Private label brands used a similar playbook for more than 100 years, after a pharmacist in Columbus, Ga. created what we now know as RC Cola as an alternative to name brand soda in 1905.
But recently, the blueprint has changed as retailers focus on driving consumer loyalty and put price points in the backseat. Target, Walmart and, of course, Amazon have all embraced this concept as each has made its own effort to add exclusive options for consumers looking for more than just cheap, generic substitutes.
“Private label or owned brands have indeed shifted away from the ‘compare and save’ value proposition of grocery stores,” said Juli Lassow, principal of retail consultancy JHL Solutions and a former Target executive focused on private labels. “These brands are now used as a critical way to build brand love and customer loyalty, all while maintaining retailer profitability.”
Take Target’s announcement of its new flagship food brand Good and Gather, for example, which emphasized features like ingredients, taste, production and convenience in its upcoming portfolio. Eventually, the new in-house grocery brand will incorporate reformulated versions of customer favorites from prior private labels, according to Target.
And, of course, Amazon, which has more than a decade of experience in private labels, including a lineup of over 100 distinct brands with varying value propositions like luxury home goods brand Pinzon, mid-century and industrial modern furniture brand Rivet, and women’s workout wear brand Core 10.
Even Walmart upgraded its 16-year-old Great Value grocery brand in 2009 to enhance quality, improve taste and introduce products like fat-free caramel swirl ice cream and teriyaki beef jerky.
“[These] private labels are not the private labels of your mom’s supermarket,” said Bryan Eisenberg, co-founder of the agency Buyer Legends and co-author of the book Be Like Amazon. “They are private brands made to leverage the trust of the retailers and offer exclusives. Honestly, they should treat them more like the DTCs of today.”
And the reason is retailers are looking for more of a lure to their stores and sites instead of just improving their bottom lines by cutting out middlemen and moving production in-house.
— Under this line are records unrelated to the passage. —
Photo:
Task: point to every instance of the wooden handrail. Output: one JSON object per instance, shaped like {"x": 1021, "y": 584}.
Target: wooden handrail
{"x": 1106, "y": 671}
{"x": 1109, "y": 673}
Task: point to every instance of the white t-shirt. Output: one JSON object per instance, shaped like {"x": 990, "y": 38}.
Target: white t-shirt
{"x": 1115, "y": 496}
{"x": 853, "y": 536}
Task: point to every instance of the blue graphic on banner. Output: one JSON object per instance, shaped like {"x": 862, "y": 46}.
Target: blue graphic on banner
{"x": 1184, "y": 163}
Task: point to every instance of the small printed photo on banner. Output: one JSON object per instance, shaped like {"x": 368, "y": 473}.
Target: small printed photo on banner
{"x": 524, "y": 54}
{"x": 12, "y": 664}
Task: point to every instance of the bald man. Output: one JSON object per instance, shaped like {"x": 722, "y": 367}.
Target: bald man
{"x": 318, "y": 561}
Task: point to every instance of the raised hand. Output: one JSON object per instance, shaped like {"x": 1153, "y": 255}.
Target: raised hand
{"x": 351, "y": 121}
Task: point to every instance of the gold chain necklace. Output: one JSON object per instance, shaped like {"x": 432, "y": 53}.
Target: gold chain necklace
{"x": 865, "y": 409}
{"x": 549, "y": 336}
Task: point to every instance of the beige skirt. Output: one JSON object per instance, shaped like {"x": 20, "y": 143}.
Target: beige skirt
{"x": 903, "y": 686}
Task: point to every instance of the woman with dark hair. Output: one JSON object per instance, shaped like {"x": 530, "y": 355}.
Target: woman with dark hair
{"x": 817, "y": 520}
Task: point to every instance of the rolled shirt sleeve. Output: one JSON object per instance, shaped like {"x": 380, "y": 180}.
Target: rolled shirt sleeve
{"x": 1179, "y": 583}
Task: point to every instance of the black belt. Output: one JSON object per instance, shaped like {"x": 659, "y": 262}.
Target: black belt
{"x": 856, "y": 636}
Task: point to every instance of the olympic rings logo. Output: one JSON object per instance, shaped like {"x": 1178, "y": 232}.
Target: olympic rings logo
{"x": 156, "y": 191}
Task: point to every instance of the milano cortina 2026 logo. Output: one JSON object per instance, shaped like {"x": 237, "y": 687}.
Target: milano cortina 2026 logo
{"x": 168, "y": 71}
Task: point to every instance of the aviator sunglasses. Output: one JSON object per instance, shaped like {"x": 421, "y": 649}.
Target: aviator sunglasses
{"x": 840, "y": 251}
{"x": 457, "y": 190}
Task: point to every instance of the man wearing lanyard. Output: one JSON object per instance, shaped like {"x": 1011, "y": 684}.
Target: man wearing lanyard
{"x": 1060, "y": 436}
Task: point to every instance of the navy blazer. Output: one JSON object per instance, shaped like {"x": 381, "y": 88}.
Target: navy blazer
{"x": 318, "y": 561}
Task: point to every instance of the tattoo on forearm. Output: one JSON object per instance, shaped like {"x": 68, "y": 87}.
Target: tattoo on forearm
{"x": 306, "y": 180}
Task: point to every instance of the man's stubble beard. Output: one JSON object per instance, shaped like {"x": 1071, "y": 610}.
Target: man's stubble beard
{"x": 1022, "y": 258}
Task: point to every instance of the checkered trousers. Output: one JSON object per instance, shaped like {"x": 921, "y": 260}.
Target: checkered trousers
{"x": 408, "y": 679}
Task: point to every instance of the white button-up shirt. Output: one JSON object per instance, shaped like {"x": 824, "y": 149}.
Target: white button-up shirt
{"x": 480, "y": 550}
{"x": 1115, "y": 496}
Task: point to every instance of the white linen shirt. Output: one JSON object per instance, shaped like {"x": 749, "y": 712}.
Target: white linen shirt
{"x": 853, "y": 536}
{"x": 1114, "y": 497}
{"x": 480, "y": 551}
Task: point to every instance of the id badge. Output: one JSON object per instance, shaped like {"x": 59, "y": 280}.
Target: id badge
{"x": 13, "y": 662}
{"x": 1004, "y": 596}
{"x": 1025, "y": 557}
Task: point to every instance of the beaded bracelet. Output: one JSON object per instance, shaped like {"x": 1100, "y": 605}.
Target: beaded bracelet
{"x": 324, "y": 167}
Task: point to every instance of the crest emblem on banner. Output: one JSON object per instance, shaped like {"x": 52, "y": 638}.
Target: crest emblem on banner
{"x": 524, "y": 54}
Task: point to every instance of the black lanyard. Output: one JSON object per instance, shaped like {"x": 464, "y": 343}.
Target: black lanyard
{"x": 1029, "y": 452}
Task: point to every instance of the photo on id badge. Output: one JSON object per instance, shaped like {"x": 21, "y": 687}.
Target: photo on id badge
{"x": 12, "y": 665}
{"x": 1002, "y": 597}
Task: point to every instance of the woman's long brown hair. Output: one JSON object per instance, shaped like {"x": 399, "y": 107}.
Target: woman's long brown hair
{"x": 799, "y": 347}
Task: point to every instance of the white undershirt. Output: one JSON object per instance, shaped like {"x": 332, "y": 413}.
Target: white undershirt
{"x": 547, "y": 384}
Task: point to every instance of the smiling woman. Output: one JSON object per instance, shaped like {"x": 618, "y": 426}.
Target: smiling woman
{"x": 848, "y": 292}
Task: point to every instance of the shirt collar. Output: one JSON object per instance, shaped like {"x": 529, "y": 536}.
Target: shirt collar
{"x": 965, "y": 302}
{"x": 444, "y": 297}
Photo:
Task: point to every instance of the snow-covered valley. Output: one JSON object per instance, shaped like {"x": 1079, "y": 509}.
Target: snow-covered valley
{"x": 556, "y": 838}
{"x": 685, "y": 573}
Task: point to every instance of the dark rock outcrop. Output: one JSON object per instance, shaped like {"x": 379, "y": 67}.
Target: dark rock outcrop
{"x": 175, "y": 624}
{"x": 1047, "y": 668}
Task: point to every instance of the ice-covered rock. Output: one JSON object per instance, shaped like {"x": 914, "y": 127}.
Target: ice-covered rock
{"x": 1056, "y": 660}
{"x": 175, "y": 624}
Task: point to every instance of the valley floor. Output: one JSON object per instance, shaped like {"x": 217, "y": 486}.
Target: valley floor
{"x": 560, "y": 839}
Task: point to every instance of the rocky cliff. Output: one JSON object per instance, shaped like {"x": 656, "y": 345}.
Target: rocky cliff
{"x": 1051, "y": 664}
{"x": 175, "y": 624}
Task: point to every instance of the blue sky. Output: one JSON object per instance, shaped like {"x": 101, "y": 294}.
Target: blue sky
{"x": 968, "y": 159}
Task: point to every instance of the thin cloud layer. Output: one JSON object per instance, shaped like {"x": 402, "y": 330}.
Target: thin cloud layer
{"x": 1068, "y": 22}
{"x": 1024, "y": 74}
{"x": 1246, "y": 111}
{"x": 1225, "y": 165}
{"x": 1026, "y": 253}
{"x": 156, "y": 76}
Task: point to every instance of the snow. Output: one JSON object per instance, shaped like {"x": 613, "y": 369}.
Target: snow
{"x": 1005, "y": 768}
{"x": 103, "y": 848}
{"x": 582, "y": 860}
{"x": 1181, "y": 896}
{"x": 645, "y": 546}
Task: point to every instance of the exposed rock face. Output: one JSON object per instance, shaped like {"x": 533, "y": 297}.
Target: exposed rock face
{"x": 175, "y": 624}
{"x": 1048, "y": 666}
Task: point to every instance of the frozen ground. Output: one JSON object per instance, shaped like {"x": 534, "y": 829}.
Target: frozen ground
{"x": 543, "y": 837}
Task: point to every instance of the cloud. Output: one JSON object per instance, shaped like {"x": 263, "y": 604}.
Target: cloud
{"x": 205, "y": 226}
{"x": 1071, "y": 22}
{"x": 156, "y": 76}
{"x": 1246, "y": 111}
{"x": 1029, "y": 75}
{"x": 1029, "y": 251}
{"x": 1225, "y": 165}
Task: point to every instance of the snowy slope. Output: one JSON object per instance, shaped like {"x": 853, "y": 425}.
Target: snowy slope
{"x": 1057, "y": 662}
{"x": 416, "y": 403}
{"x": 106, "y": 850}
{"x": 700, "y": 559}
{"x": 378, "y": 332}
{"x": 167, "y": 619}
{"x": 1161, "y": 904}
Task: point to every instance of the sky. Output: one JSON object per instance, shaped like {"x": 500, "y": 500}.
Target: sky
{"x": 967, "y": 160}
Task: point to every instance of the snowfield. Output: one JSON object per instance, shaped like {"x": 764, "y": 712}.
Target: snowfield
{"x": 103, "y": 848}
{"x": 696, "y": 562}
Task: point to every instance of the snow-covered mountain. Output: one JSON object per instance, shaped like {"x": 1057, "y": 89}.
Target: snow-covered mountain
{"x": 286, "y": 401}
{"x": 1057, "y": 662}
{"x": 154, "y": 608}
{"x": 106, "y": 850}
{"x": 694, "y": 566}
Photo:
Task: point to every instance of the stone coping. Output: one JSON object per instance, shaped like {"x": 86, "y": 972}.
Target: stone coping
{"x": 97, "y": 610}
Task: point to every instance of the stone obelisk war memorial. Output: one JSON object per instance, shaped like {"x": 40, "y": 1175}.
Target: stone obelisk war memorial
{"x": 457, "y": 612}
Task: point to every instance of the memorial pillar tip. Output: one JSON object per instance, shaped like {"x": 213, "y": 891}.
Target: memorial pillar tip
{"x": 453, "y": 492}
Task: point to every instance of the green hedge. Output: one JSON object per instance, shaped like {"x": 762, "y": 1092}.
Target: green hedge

According to Oweise Khazi, director of Amazon research at analytics firm Gartner for Marketers, this change may be partially attributable to Echo and Kindle devices, which are like private labels in their own right in that they are only available from Amazon. But they also turn a one-time purchase into repeat business because shoppers need Prime memberships to use the devices and suddenly have a reason to keep coming back.
“If you have a private label that is a winning brand that consumers really look out for, you’re locking them in for a lifetime,” Khazi said.
Kirkland Signature, Costco’s in-house brand came out in 1995—by 2018, it accounted for more than $39 billion in sales. And it’s still growing. According to Costco’s 2018 annual report, Kirkland expanded in apparel, food, household basics, sporting goods, and health and beauty last year.
“What Costco has done so well regardless of what the retail climate is stems from its fantastic private label business,” Khazi said. “Kirkland has this loyal following. That is what a retailer like Amazon is doing: offer products that are cheaper, but you don’t get them anywhere else.”
And, increasingly, those winning private label brands are more highbrow.
Per research from data analytics firm Nielsen, premium tiers of private label products have grown since 2016 and now represent more than 19% of sales. Discount grocery retailers like Aldi and Lidl have seen a 4% decline in private label sales while private label purchases have increased at more upscale grocers like Whole Foods, Sprouts Farmers Market and Fresh Market, per Nielsen’s research.
Meanwhile, consumers are “much more willing to splurge for store brands than they would for name brands,” Nielsen said.
In addition, Sucharita Kodali, principal analyst at research firm Forrester, said retailers have realized shoppers are no longer interested in cheap, generic alternatives, but rather higher quality, attractive substitutes—and stores are following suit with packaging upgrades.
Lassow agreed retailers can use data to design products specifically to appeal to their consumers while also retaining control of messaging to “deliver the ultimate customization in product development and conversation with their ideal customers.”
And when it comes to organic private labels retailers can even charge more, Kodali said, pointing to Harris Teeter as an example. “Retailers,” she added, “especially in grocery, are looking for any way they can increase margins and reduce their dependency on the major CPG brands.”